The Richmond Circuit Court, in the case of Chevy Chase Savings Bank v. Strong, ruled that a husband who was only an “authorized user” on a bank credit card issued to his wife was not liable to the bank for a $5,024 cash advance check he wrote on the credit card; only the wife was liable.
In Virginia Code §11-31, Virginia has codified the rule that use by an authorized agent of a cardholder shall be the equivalent of use by the cardholder. That rule, however, does not address the question of the liability of the agent. The court reasoned that while it does not appear that any Virginia Court has addressed the issue, the language used in the statute and case law from other jurisdictions led the Court to believe that the issue was governed by agency law.
The Court stated that it was well established in Virginia that when an agent contracts for a disclosed principal, credit is extended to the principal, and the benefits of the contract are accepted by the principal, there is no personal liability on the agent. In this case, the bank was well aware that the principal was the wife. It extended credit to her based on her application for a card. They were aware that no contract was ever made with husband individually and, therefore, they knew that he was simply an authorized agent.

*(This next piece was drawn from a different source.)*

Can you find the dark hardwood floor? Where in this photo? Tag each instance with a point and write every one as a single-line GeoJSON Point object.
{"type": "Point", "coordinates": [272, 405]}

The Court found that there was no indication in this case that husband exceeded his authority in executing the check against the account, or that he agreed to be personally liable for any debt incurred on his wife’s account. Accordingly, the court ruled that the liability for the debts belonged only to wife. The court ruled that the husband was not liable for any portion of the outstanding balance, including the amount of the check that he personally wrote.
The lesson from Strong - do not confuse guarantors with authorized users.